Unter dem Namen des Organisators Rainbow Mission Foundation versammeln sich Vertreter verschiedener Organisationen und Gruppen als breites Bündnis. Parteien sind durch den zivilgesellschaftlichen Charakter ausgeschlossen, auch wenn einzelne Politiker an Gesprächsrunden beteiligt sein werden. So etwa Klára Ungár, die sich im März 2005 als erste ungarische Politikerin öffentlich outete. Sie wird mit Bence Tordai von der grünen Patei LMP diskutieren. Die eher unpolitisch angelegte Veranstaltung ist im gegenwärtigen Kontext stark politisiert. Problematisch sei beispielsweise die Kandidatur von István Tarlós als Oberbürgermeister in Fidesz-Farben, erklärt Klára Ungár der Budapester Zeitung. „Er hatte bereits als Bürgermeister des dritten Bezirks versucht, auf dem Sziget Festival das Queer-Zelt Magic Mirror zu verhindern.“ Ungár wertet solche Vorgänge wie auch die Position des Fidesz im Allgemeinen als „verdeckte Schritte, die das erreichte Level an Gleichberechtigung und Anerkennung in Frage stellen“. Demgegenüber betont Regierungssprecherin Nagy: „Der Regierung geht es darum das alle notwendigen Formalitäten erfüllt sind, jenseits davon gibt es keine Positionierung.“ Trotzdem besteht bei den Aktivisten die Sorge, dass nach einem Bürgermeisterwechsel die Abschlussdemonstration zukünftig aus dem Zentrum an den Rand der Stadt verlegt werden könne: Derartige Versuche hatte es 2008 im Vorfeld des Festivals gegeben, damals wollte die Polizei die Parade verlegen, weil sie in der Innenstadt den Verkehr behindern würde.
Unterdessen ist für den 4. September eine „Hetero Pride“ angemeldet worden.
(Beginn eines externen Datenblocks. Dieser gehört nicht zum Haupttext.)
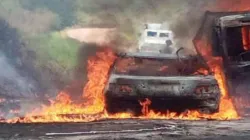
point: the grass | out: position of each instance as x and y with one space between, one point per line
55 52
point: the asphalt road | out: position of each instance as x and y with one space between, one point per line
129 130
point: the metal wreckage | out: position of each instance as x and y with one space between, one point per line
158 71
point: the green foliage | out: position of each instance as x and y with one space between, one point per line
64 8
55 52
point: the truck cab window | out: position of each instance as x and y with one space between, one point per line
151 34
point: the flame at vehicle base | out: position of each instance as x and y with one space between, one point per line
93 106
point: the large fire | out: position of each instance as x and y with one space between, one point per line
63 109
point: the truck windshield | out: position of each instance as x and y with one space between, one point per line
151 34
164 35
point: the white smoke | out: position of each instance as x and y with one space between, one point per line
12 83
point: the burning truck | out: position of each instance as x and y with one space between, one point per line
158 78
158 73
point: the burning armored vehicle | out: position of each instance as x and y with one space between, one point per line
157 72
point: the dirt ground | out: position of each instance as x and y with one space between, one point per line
129 130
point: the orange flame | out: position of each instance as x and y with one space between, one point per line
63 109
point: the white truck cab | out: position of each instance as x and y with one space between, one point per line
154 39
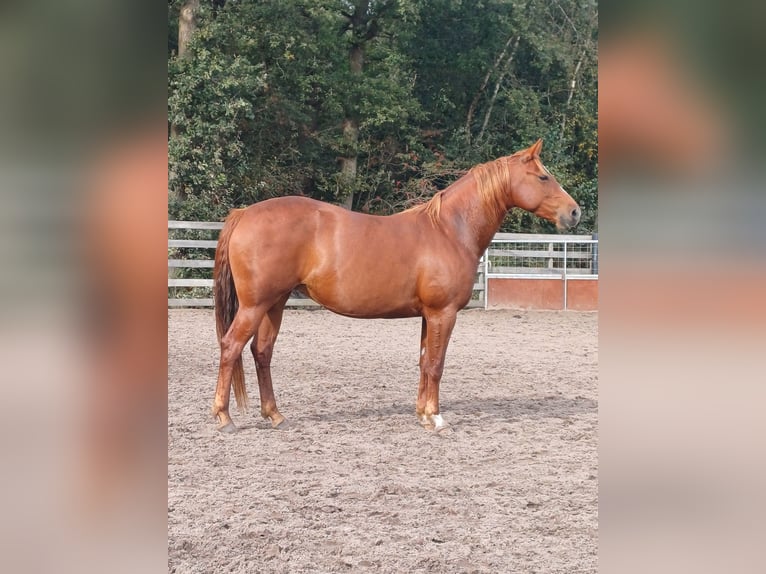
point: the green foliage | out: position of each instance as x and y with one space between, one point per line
258 108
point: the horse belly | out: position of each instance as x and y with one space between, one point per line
366 290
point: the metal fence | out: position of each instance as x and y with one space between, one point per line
530 256
191 248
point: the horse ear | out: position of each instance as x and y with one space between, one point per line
533 150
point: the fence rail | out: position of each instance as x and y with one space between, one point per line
191 247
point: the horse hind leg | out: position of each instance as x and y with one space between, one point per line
262 348
437 329
244 325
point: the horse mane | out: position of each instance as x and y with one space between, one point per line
432 207
492 180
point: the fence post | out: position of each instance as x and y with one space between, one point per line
566 285
594 255
486 280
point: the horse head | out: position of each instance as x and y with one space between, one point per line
534 189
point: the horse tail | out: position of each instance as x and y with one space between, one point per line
226 301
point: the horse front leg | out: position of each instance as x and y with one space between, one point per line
263 349
435 334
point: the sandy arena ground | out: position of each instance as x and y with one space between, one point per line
355 484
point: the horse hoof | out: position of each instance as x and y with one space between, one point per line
228 428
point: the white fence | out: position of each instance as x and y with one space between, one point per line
191 247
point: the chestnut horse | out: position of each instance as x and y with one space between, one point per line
420 262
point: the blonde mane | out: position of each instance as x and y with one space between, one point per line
492 181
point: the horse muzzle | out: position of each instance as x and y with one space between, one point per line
569 218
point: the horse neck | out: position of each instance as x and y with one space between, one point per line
473 221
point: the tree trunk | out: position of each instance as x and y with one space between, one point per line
477 97
187 25
572 86
499 82
358 24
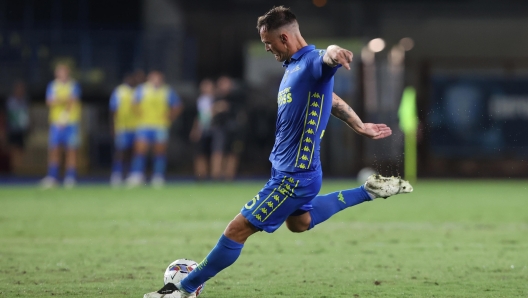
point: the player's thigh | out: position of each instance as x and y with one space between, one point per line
71 137
161 137
54 137
143 139
218 140
279 198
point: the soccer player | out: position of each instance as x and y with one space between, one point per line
157 106
305 102
201 131
124 125
63 98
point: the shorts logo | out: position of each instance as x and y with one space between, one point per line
250 205
285 190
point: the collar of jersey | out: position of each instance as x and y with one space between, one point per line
299 54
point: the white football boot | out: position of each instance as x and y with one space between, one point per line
170 291
48 182
384 187
69 182
157 181
116 180
135 180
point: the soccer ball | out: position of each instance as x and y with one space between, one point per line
178 270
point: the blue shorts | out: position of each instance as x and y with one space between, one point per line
67 136
124 139
152 135
284 195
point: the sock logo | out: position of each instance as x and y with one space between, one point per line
341 198
202 264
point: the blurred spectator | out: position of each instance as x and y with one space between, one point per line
228 116
201 130
139 76
17 123
63 97
124 126
157 106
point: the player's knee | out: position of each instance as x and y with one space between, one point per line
239 229
297 226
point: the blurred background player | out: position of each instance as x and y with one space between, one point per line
63 99
201 131
157 106
17 124
124 125
226 127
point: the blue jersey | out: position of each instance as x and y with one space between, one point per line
304 107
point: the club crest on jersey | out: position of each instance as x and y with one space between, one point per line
284 96
297 68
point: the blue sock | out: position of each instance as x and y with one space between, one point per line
53 170
138 164
117 167
223 255
160 163
327 205
71 173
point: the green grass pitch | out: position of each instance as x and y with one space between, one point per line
447 239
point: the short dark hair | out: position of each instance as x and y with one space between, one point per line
275 18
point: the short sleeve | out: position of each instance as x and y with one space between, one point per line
76 91
138 94
113 101
319 69
174 99
50 96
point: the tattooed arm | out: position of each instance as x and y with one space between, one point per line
342 111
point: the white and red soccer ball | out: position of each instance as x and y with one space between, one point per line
178 270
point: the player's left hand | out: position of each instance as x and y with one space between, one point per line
376 131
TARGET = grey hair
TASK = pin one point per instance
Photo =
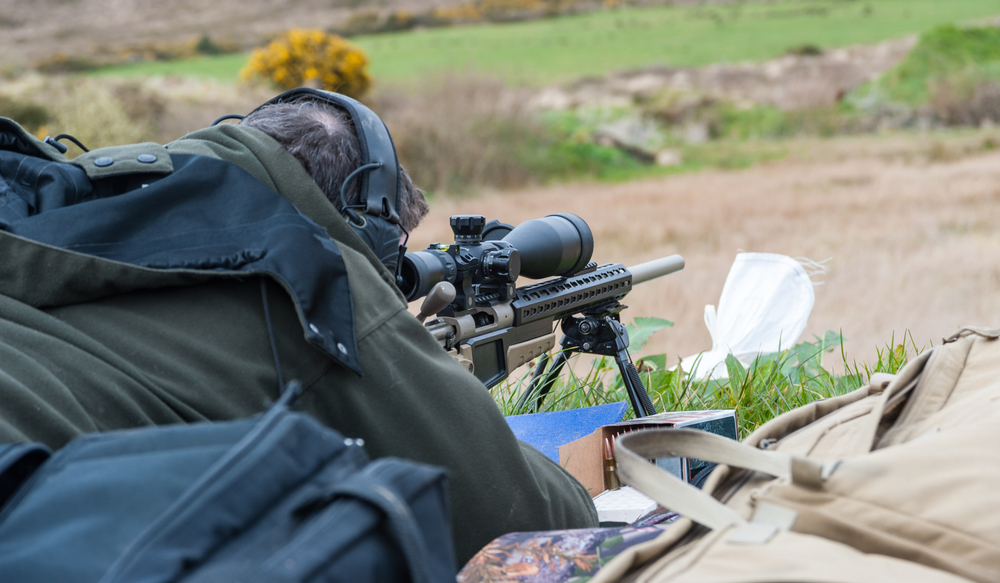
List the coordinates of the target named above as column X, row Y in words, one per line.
column 322, row 138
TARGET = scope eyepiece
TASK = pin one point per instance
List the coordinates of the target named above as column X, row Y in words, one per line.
column 557, row 245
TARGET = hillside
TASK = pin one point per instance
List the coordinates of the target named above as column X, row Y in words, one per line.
column 33, row 29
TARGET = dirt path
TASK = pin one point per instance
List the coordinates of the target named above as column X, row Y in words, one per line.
column 911, row 227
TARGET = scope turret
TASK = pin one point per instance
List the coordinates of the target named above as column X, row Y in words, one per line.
column 557, row 245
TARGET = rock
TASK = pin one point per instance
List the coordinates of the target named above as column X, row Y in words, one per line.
column 695, row 133
column 669, row 158
column 639, row 137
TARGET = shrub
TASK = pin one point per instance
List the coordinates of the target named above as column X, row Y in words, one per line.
column 460, row 133
column 63, row 63
column 965, row 101
column 942, row 53
column 304, row 57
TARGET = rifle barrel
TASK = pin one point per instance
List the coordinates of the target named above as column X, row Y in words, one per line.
column 656, row 268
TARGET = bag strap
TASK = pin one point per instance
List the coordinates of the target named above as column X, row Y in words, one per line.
column 632, row 451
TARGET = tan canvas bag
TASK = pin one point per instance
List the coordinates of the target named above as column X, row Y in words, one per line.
column 907, row 467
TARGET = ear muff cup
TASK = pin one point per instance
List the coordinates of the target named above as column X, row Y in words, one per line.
column 380, row 186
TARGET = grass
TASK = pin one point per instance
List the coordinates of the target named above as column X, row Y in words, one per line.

Die Organisatoren der Rainbow Mission Foundation stehen dem grundsätzlich nicht entgegen:„Sie können für ihre Rechte kämpfen, aber nicht gegen die Rechte anderer“, findet Organisator Sándor Steigler. Angesichts des Rechtsrucks, von dem auch andere Minderheiten wie etwa Roma benachteiligt seien, könne man die Notwendigkeit einer „Hetero Pride“ als ironisch beurteilen. Für das eigene Festival wünscht sich die Szene mehr ,Pride’ als ,Prison’.